Claude API Advanced: Batching, Caching, and Cost Optimization

Message Batches API

When you have large volumes of requests that don't need immediate responses, the Batches API saves you 50% on costs. Batch requests are processed asynchronously within 24 hours.

Creating a Batch

import anthropic

client = anthropic.Anthropic()

batch = client.messages.batches.create(
    requests=[
        {
            "custom_id": "request-1",
            "params": {
                "model": "claude-sonnet-4-20250514",
                "max_tokens": 1024,
                "messages": [{"role": "user", "content": "Summarize the core concepts of quantum computing"}]
            }
        },
        {
            "custom_id": "request-2",
            "params": {
                "model": "claude-sonnet-4-20250514",
                "max_tokens": 1024,
                "messages": [{"role": "user", "content": "Explain the difference between ML and deep learning"}]
            }
        }
    ]
)

print(f"Batch ID: {batch.id}, Status: {batch.processing_status}")

Checking Status and Retrieving Results

# Check status
batch = client.messages.batches.retrieve(batch.id)
print(f"Status: {batch.processing_status}")

# Get results (after processing completes)
for result in client.messages.batches.results(batch.id):
    print(f"{result.custom_id}: {result.result.message.content[0].text[:100]}")

Prompt Caching

For scenarios with large fixed contexts (long document analysis, system prompts), Prompt Caching stores input content so subsequent requests reuse the cache, saving up to 90% on input token costs.

Using Cache

import anthropic

client = anthropic.Anthropic()

long_document = "This is a very long document..." * 500  # Long context

# Add cache_control to content blocks you want cached
response = client.messages.create(
    model="claude-sonnet-4-20250514",
    max_tokens=1024,
    system=[
        {
            "type": "text",
            "text": long_document,
            "cache_control": {"type": "ephemeral"}
        }
    ],
    messages=[{"role": "user", "content": "What are the key points of this document?"}]
)

# Subsequent requests with the same context will hit cache
# usage.cache_creation_input_tokens: first-time cache write
# usage.cache_read_input_tokens: subsequent cache hits
print(f"Cache read: {response.usage.cache_read_input_tokens} tokens")

Cache Pricing

Cache write: 25% more than standard input pricing
Cache read: 90% less than standard input pricing
Cache TTL: 5 minutes (auto-renewed on each hit)

Extended Thinking

Extended Thinking lets Claude reason deeply before answering, ideal for complex reasoning, math, and coding problems.

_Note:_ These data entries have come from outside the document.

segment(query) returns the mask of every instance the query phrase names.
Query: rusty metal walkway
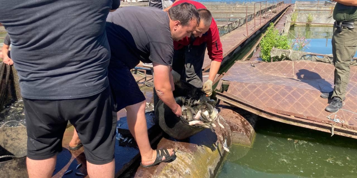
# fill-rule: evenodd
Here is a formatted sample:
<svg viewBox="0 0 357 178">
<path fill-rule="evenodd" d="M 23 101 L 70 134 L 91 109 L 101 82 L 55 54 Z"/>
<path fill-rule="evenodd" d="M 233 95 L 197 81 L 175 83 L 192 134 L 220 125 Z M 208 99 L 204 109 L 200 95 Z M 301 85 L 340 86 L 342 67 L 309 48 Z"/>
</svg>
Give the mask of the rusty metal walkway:
<svg viewBox="0 0 357 178">
<path fill-rule="evenodd" d="M 251 63 L 233 65 L 218 84 L 217 88 L 229 86 L 217 92 L 218 98 L 268 119 L 357 138 L 357 67 L 351 67 L 343 109 L 332 113 L 325 110 L 331 101 L 320 95 L 333 89 L 333 65 L 283 61 L 253 67 Z"/>
<path fill-rule="evenodd" d="M 266 3 L 266 1 L 258 2 L 256 4 L 261 2 Z M 248 7 L 247 6 L 246 10 L 244 10 L 246 11 L 246 15 L 243 17 L 245 18 L 244 19 L 244 23 L 240 25 L 239 27 L 235 30 L 220 37 L 223 47 L 223 61 L 222 64 L 227 62 L 227 61 L 230 59 L 232 58 L 232 55 L 238 52 L 240 49 L 239 47 L 240 46 L 244 45 L 248 39 L 253 37 L 255 35 L 261 31 L 262 30 L 261 28 L 267 26 L 267 23 L 271 22 L 277 16 L 280 15 L 282 11 L 285 11 L 291 5 L 290 0 L 277 1 L 275 3 L 275 4 L 273 3 L 272 6 L 271 4 L 267 6 L 266 4 L 265 8 L 263 7 L 263 5 L 262 5 L 261 4 L 257 6 L 256 9 L 255 9 L 255 6 L 254 5 L 254 11 L 257 10 L 258 12 L 261 12 L 261 13 L 248 14 Z M 260 9 L 257 8 L 258 6 L 260 7 Z M 262 7 L 263 7 L 262 8 Z M 273 9 L 271 9 L 272 8 Z M 209 8 L 208 9 L 210 9 Z M 271 11 L 269 11 L 269 10 L 271 10 Z M 253 15 L 252 18 L 252 15 Z M 216 17 L 213 16 L 213 18 L 216 18 Z M 248 23 L 245 23 L 246 19 L 248 20 Z M 203 71 L 207 71 L 210 69 L 211 61 L 206 50 L 202 66 Z"/>
</svg>

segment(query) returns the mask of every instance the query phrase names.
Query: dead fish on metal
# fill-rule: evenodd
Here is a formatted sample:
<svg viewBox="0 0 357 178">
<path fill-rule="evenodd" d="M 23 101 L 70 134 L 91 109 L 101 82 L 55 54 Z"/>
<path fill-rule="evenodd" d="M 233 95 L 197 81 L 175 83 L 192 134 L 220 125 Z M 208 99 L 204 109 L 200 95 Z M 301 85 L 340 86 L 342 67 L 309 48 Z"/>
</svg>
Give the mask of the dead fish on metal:
<svg viewBox="0 0 357 178">
<path fill-rule="evenodd" d="M 224 143 L 223 143 L 223 149 L 227 152 L 229 152 L 229 148 L 228 148 L 228 146 L 227 145 L 227 138 L 225 138 Z"/>
<path fill-rule="evenodd" d="M 70 174 L 71 173 L 72 173 L 72 172 L 73 172 L 73 171 L 72 169 L 70 170 L 69 171 L 67 171 L 67 172 L 65 172 L 64 174 L 63 174 L 63 175 L 65 175 L 69 174 Z"/>
<path fill-rule="evenodd" d="M 78 169 L 79 168 L 81 167 L 82 167 L 82 163 L 80 163 L 79 164 L 77 165 L 77 167 L 76 167 L 76 170 Z"/>
<path fill-rule="evenodd" d="M 195 116 L 195 117 L 193 117 L 193 119 L 195 120 L 199 120 L 200 117 L 201 116 L 201 112 L 202 112 L 202 111 L 201 110 L 198 111 L 198 112 L 197 112 L 197 114 L 196 114 L 196 115 Z"/>
<path fill-rule="evenodd" d="M 194 120 L 192 121 L 190 121 L 188 122 L 188 123 L 190 125 L 201 125 L 205 124 L 202 121 L 197 120 Z"/>
<path fill-rule="evenodd" d="M 85 176 L 86 175 L 80 172 L 76 172 L 76 176 Z"/>
</svg>

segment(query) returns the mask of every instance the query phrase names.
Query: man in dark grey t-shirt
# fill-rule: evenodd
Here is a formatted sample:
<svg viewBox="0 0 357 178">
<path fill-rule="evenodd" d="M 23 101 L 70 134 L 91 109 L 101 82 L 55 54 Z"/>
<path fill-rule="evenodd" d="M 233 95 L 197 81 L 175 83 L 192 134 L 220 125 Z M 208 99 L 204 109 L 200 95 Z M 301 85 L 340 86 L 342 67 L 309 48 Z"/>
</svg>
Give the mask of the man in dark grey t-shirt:
<svg viewBox="0 0 357 178">
<path fill-rule="evenodd" d="M 1 49 L 2 54 L 0 56 L 0 58 L 2 59 L 2 62 L 7 65 L 14 64 L 14 62 L 10 57 L 10 51 L 9 51 L 10 44 L 11 44 L 11 39 L 10 38 L 10 36 L 7 34 L 4 40 L 4 44 L 2 45 Z"/>
<path fill-rule="evenodd" d="M 108 67 L 110 87 L 117 110 L 124 108 L 126 110 L 128 125 L 137 143 L 143 167 L 169 160 L 175 153 L 172 149 L 151 148 L 145 117 L 145 97 L 130 69 L 140 61 L 152 62 L 154 85 L 159 97 L 173 112 L 181 115 L 181 107 L 172 94 L 170 72 L 173 40 L 190 36 L 199 19 L 196 7 L 188 3 L 171 8 L 168 13 L 155 7 L 125 7 L 110 13 L 107 18 L 111 54 Z"/>
<path fill-rule="evenodd" d="M 25 106 L 30 178 L 52 176 L 69 120 L 85 148 L 88 175 L 114 177 L 117 120 L 108 87 L 105 20 L 119 4 L 119 0 L 1 2 L 0 23 L 11 37 Z"/>
</svg>

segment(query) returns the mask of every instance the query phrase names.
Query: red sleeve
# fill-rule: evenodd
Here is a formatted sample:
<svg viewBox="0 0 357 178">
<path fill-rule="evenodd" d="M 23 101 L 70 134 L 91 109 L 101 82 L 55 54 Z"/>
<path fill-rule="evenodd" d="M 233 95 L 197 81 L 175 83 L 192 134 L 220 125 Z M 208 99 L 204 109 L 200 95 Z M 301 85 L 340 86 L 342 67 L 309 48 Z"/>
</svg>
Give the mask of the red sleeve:
<svg viewBox="0 0 357 178">
<path fill-rule="evenodd" d="M 222 62 L 223 60 L 222 43 L 220 39 L 220 33 L 215 20 L 212 18 L 212 23 L 207 32 L 207 51 L 210 59 L 213 61 Z"/>
</svg>

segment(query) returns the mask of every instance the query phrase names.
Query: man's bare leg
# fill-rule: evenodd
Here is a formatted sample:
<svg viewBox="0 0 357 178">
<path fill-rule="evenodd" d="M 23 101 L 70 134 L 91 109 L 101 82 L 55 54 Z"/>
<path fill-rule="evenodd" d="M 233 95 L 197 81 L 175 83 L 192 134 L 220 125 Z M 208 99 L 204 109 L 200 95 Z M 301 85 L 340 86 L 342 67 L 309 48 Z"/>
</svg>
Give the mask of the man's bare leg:
<svg viewBox="0 0 357 178">
<path fill-rule="evenodd" d="M 113 178 L 115 168 L 114 160 L 105 164 L 93 164 L 87 162 L 87 171 L 92 178 Z"/>
<path fill-rule="evenodd" d="M 77 145 L 81 143 L 81 140 L 78 137 L 78 134 L 77 133 L 77 131 L 76 129 L 74 129 L 73 132 L 73 136 L 72 137 L 72 140 L 70 142 L 69 145 L 69 146 L 72 148 L 75 147 Z"/>
<path fill-rule="evenodd" d="M 156 151 L 151 148 L 147 134 L 146 119 L 145 117 L 146 100 L 125 107 L 128 126 L 134 137 L 141 155 L 141 164 L 151 164 L 155 161 Z M 170 155 L 174 153 L 172 149 L 168 149 Z M 165 159 L 165 157 L 162 158 Z"/>
<path fill-rule="evenodd" d="M 42 160 L 26 159 L 29 178 L 50 178 L 55 171 L 57 156 Z"/>
</svg>

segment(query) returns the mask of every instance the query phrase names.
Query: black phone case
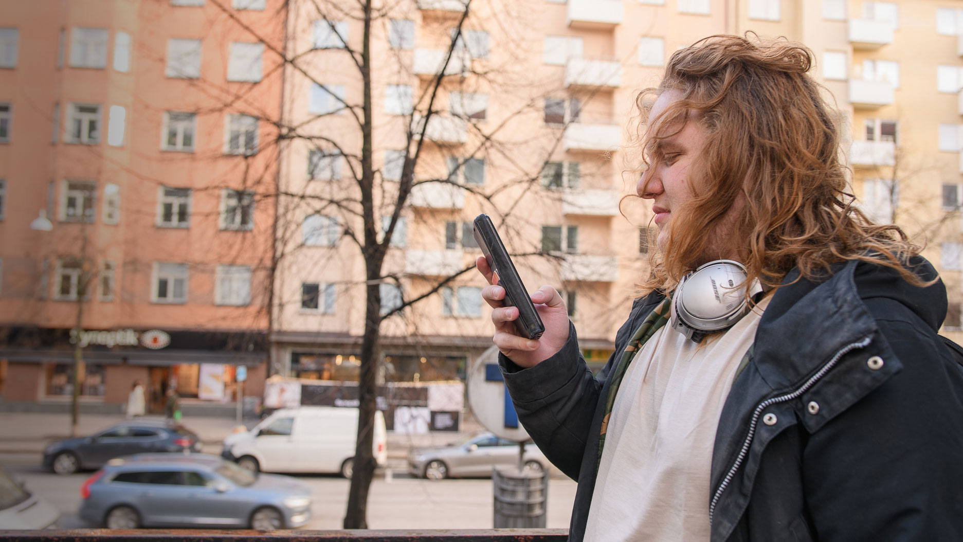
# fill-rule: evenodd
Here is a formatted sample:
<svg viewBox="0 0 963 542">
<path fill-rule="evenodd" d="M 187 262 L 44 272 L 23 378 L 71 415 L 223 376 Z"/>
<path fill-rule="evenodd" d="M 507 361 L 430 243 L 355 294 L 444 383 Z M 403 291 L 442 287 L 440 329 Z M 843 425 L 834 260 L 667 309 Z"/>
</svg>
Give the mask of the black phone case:
<svg viewBox="0 0 963 542">
<path fill-rule="evenodd" d="M 475 218 L 473 235 L 488 260 L 488 267 L 498 275 L 498 285 L 505 288 L 503 302 L 506 306 L 518 307 L 515 327 L 523 337 L 537 339 L 545 331 L 545 325 L 488 215 L 482 214 Z"/>
</svg>

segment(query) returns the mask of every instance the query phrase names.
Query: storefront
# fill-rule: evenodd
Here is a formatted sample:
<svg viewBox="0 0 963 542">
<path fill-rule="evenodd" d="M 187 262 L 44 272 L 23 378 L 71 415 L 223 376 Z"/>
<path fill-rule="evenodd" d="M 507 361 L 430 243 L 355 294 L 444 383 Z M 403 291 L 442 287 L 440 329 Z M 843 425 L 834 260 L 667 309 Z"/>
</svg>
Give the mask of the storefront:
<svg viewBox="0 0 963 542">
<path fill-rule="evenodd" d="M 147 411 L 163 413 L 169 389 L 182 410 L 229 414 L 236 370 L 247 367 L 246 397 L 260 398 L 267 377 L 264 333 L 162 329 L 0 329 L 0 409 L 59 411 L 73 394 L 79 347 L 80 401 L 91 412 L 120 412 L 135 381 Z M 222 408 L 217 408 L 222 406 Z M 186 412 L 185 412 L 186 413 Z"/>
</svg>

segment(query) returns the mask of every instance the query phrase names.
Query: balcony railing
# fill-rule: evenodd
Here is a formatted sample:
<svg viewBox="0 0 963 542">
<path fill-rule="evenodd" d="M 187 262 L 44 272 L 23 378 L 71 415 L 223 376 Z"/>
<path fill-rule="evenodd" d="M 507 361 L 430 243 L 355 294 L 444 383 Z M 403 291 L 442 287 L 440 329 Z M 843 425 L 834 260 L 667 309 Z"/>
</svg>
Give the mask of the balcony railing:
<svg viewBox="0 0 963 542">
<path fill-rule="evenodd" d="M 411 188 L 408 201 L 412 207 L 461 209 L 465 206 L 465 191 L 450 183 L 422 183 Z"/>
<path fill-rule="evenodd" d="M 572 122 L 565 128 L 561 144 L 565 150 L 615 150 L 622 142 L 622 128 L 615 124 Z"/>
<path fill-rule="evenodd" d="M 389 530 L 208 530 L 130 529 L 104 530 L 0 530 L 5 542 L 565 542 L 568 529 L 389 529 Z"/>
<path fill-rule="evenodd" d="M 872 19 L 849 19 L 853 49 L 873 50 L 893 42 L 893 26 Z"/>
<path fill-rule="evenodd" d="M 561 261 L 561 279 L 615 282 L 618 279 L 618 257 L 568 254 Z"/>
<path fill-rule="evenodd" d="M 622 0 L 568 0 L 568 26 L 612 28 L 622 22 Z"/>
<path fill-rule="evenodd" d="M 404 253 L 404 272 L 423 276 L 449 276 L 464 266 L 462 250 L 416 250 Z"/>
<path fill-rule="evenodd" d="M 567 190 L 561 195 L 565 215 L 614 217 L 618 214 L 618 193 L 613 190 Z"/>
<path fill-rule="evenodd" d="M 622 86 L 622 65 L 614 61 L 571 59 L 565 65 L 565 86 L 617 89 Z"/>
<path fill-rule="evenodd" d="M 897 145 L 893 142 L 854 141 L 849 145 L 849 164 L 853 166 L 893 166 Z"/>
<path fill-rule="evenodd" d="M 849 103 L 857 109 L 875 109 L 896 100 L 893 84 L 887 81 L 849 80 Z"/>
<path fill-rule="evenodd" d="M 415 49 L 414 72 L 417 75 L 434 77 L 448 58 L 448 51 L 439 49 Z M 445 75 L 467 73 L 472 69 L 472 59 L 467 51 L 455 51 L 445 66 Z"/>
</svg>

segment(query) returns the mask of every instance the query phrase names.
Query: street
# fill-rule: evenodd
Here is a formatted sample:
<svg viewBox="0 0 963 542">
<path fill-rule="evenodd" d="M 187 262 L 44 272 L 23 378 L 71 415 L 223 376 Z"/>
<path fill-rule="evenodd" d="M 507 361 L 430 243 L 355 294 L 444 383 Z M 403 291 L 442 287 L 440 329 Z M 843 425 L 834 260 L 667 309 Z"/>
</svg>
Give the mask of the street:
<svg viewBox="0 0 963 542">
<path fill-rule="evenodd" d="M 3 467 L 27 489 L 61 511 L 59 527 L 81 529 L 77 517 L 80 486 L 92 473 L 59 476 L 23 460 L 6 461 Z M 371 529 L 492 529 L 492 481 L 445 479 L 429 481 L 395 473 L 390 479 L 377 475 L 368 502 Z M 311 522 L 303 529 L 337 529 L 346 509 L 350 482 L 336 476 L 296 477 L 311 487 L 314 503 Z M 548 489 L 547 528 L 567 529 L 576 483 L 553 476 Z"/>
</svg>

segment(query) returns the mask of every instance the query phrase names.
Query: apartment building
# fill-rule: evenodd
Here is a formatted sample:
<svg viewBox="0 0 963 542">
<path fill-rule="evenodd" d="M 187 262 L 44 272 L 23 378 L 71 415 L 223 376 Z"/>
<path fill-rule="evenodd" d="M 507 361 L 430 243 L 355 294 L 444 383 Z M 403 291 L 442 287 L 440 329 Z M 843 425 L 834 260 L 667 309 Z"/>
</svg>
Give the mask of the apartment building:
<svg viewBox="0 0 963 542">
<path fill-rule="evenodd" d="M 0 408 L 267 374 L 279 0 L 0 7 Z M 80 332 L 77 332 L 80 329 Z M 221 408 L 227 409 L 226 406 Z M 232 407 L 231 407 L 232 408 Z"/>
</svg>

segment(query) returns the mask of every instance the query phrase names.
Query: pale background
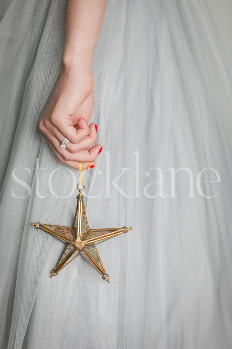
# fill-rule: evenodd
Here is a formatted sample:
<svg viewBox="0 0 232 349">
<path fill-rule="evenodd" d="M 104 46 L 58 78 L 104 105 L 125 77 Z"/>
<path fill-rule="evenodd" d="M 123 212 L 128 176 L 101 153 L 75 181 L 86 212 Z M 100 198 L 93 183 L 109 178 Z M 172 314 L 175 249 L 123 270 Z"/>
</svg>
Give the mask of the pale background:
<svg viewBox="0 0 232 349">
<path fill-rule="evenodd" d="M 232 0 L 206 0 L 218 29 L 232 74 Z"/>
</svg>

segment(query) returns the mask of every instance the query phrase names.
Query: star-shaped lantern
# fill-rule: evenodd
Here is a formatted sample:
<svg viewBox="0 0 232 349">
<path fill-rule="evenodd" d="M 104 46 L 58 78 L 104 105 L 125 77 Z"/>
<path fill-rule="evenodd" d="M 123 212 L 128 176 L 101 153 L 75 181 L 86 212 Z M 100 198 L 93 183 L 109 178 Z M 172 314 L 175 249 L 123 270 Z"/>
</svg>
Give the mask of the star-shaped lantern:
<svg viewBox="0 0 232 349">
<path fill-rule="evenodd" d="M 56 265 L 51 271 L 50 277 L 56 276 L 62 269 L 77 256 L 81 254 L 101 274 L 103 280 L 106 280 L 109 283 L 109 275 L 106 273 L 96 245 L 122 233 L 127 233 L 132 228 L 131 227 L 128 228 L 123 227 L 122 228 L 90 229 L 85 208 L 84 197 L 82 194 L 85 186 L 82 184 L 83 188 L 80 189 L 80 184 L 79 183 L 77 185 L 79 193 L 77 196 L 77 209 L 72 228 L 42 224 L 39 222 L 31 224 L 65 244 L 64 251 Z"/>
</svg>

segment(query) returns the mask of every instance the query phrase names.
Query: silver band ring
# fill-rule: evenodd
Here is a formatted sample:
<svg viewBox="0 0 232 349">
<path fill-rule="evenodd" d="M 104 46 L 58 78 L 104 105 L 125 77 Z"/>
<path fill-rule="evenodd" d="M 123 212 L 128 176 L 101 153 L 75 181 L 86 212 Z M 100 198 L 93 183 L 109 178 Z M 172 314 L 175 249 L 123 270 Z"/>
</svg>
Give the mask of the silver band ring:
<svg viewBox="0 0 232 349">
<path fill-rule="evenodd" d="M 61 147 L 62 149 L 65 149 L 66 148 L 66 144 L 69 142 L 69 140 L 67 138 L 65 138 L 64 140 L 61 143 Z"/>
</svg>

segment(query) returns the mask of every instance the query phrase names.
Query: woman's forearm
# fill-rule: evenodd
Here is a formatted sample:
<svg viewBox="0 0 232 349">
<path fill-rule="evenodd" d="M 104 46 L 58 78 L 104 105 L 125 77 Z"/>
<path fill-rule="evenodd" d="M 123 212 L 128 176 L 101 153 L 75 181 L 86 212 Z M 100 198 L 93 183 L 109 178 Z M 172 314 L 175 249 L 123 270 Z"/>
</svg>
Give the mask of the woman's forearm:
<svg viewBox="0 0 232 349">
<path fill-rule="evenodd" d="M 62 64 L 91 73 L 92 58 L 107 0 L 67 0 Z"/>
</svg>

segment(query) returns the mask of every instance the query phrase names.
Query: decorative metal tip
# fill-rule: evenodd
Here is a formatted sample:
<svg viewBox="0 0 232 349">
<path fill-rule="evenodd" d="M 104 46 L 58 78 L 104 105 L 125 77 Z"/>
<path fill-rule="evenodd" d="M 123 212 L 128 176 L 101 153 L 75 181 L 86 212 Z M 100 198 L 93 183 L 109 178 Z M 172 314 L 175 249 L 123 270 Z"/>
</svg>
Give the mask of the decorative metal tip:
<svg viewBox="0 0 232 349">
<path fill-rule="evenodd" d="M 40 223 L 39 222 L 37 222 L 36 223 L 31 223 L 31 225 L 35 227 L 36 229 L 39 229 L 40 227 Z"/>
<path fill-rule="evenodd" d="M 103 280 L 106 280 L 107 281 L 108 283 L 110 283 L 110 281 L 109 280 L 109 277 L 110 276 L 108 275 L 108 274 L 105 274 L 104 275 L 103 275 L 103 276 L 102 276 L 102 279 L 103 279 Z"/>
<path fill-rule="evenodd" d="M 52 269 L 52 270 L 51 270 L 50 273 L 51 273 L 51 275 L 50 275 L 49 277 L 50 279 L 51 279 L 53 276 L 56 276 L 56 275 L 57 275 L 58 274 L 58 273 L 56 273 L 55 272 L 54 272 L 53 269 Z"/>
<path fill-rule="evenodd" d="M 83 187 L 80 188 L 80 185 L 82 185 Z M 85 189 L 85 185 L 83 183 L 79 183 L 77 186 L 77 187 L 79 191 L 79 194 L 78 195 L 77 195 L 77 199 L 83 199 L 84 196 L 82 195 L 82 193 Z"/>
<path fill-rule="evenodd" d="M 128 228 L 127 227 L 122 227 L 122 229 L 125 234 L 127 232 L 128 230 L 130 230 L 132 229 L 132 227 L 130 227 L 129 228 Z"/>
</svg>

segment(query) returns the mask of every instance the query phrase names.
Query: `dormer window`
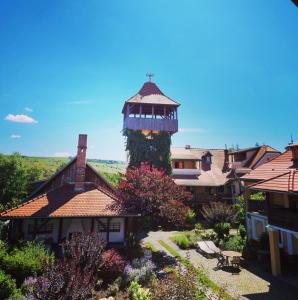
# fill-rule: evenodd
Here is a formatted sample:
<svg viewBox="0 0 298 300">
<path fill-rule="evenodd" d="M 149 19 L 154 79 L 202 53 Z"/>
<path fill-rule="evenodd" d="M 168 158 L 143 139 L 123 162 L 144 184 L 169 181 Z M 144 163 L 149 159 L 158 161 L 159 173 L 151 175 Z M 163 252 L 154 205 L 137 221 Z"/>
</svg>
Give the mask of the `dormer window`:
<svg viewBox="0 0 298 300">
<path fill-rule="evenodd" d="M 202 156 L 202 161 L 206 164 L 212 163 L 212 154 L 208 151 L 206 154 Z"/>
</svg>

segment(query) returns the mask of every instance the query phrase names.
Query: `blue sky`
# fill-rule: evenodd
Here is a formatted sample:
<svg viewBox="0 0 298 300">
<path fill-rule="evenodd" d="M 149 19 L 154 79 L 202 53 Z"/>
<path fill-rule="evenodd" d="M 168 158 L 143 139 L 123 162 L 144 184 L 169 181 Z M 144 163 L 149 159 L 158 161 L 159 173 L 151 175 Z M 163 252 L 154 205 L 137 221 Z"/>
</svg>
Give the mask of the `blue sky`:
<svg viewBox="0 0 298 300">
<path fill-rule="evenodd" d="M 125 159 L 122 105 L 148 71 L 181 103 L 174 146 L 298 140 L 290 0 L 2 0 L 0 41 L 0 152 L 73 155 L 87 133 L 89 157 Z"/>
</svg>

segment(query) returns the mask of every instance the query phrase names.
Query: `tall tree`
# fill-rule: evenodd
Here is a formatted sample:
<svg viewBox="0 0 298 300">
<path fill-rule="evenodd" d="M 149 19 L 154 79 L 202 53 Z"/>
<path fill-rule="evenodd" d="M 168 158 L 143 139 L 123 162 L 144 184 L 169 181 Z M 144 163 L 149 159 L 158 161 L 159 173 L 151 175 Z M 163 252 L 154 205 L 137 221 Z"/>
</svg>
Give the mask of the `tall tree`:
<svg viewBox="0 0 298 300">
<path fill-rule="evenodd" d="M 44 172 L 43 165 L 28 163 L 19 153 L 0 154 L 0 211 L 19 204 Z"/>
<path fill-rule="evenodd" d="M 164 171 L 149 164 L 128 169 L 118 189 L 121 197 L 117 206 L 120 209 L 139 212 L 158 223 L 181 225 L 181 220 L 185 220 L 191 194 L 176 185 Z"/>
</svg>

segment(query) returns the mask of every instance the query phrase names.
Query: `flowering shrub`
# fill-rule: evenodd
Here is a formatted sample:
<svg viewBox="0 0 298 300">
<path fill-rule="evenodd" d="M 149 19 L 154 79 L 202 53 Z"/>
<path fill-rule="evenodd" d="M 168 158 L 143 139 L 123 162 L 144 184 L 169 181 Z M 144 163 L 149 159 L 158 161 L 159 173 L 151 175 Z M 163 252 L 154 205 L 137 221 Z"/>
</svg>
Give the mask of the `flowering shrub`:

response = client.messages.create(
    model="claude-sonnet-4-20250514",
    max_tokens=8000,
    thinking={
        "type": "enabled",
        "budget_tokens": 5000  # Token budget for thinking
    },
    messages=[{"role": "user", "content": "Prove that the square root of 2 is irrational"}]
)

for block in response.content:
    if block.type == "thinking":
        print(f"Thinking: {block.thinking[:200]}...")
    elif block.type == "text":
        print(f"Answer: {block.text}")

Token Counting API

Estimate token usage before sending requests to manage costs:

count = client.messages.count_tokens(
    model="claude-sonnet-4-20250514",
    messages=[{"role": "user", "content": "Hello, world!"}]
)
print(f"Input tokens: {count.input_tokens}")

Cost Optimization Strategies

Strategy	Savings	Use Case
Use Haiku model	~90%	Simple classification, summaries
Message Batches	50%	Offline bulk processing
Prompt Caching	Up to 90%	Repeated long contexts
Optimize prompts	Significant	All scenarios
Set proper max_tokens	Significant	Avoid waste

Rate Limits and Retries

import anthropic

# SDK has built-in auto-retry (default 2 retries)
client = anthropic.Anthropic(max_retries=3)

# Manual handling
try:
    response = client.messages.create(...)
except anthropic.RateLimitError:
    # Wait and retry, or reduce request frequency
    pass

FAQ

How long are Batches API results retained?

Batch results are retained for 29 days after completion. Download and save any results you need within this period.

Does Prompt Caching work with all models?

Prompt Caching is supported on major models including Claude Sonnet, Opus, and Haiku. Cached content must be at least 1024 tokens — shorter content will not trigger the caching mechanism.

What should I set budget_tokens to for Extended Thinking?

Adjust based on problem complexity. For simple reasoning, 2000-5000 is sufficient. For complex mathematical proofs or multi-step reasoning, set 10000 or higher. You are only charged for tokens actually used, not the full budget.

How can I monitor API usage costs?

Check the Usage page at console.anthropic.com for real-time usage and costs. Set a Spending Limit to prevent unexpected overcharges, and track per-request token consumption via the usage field in API responses.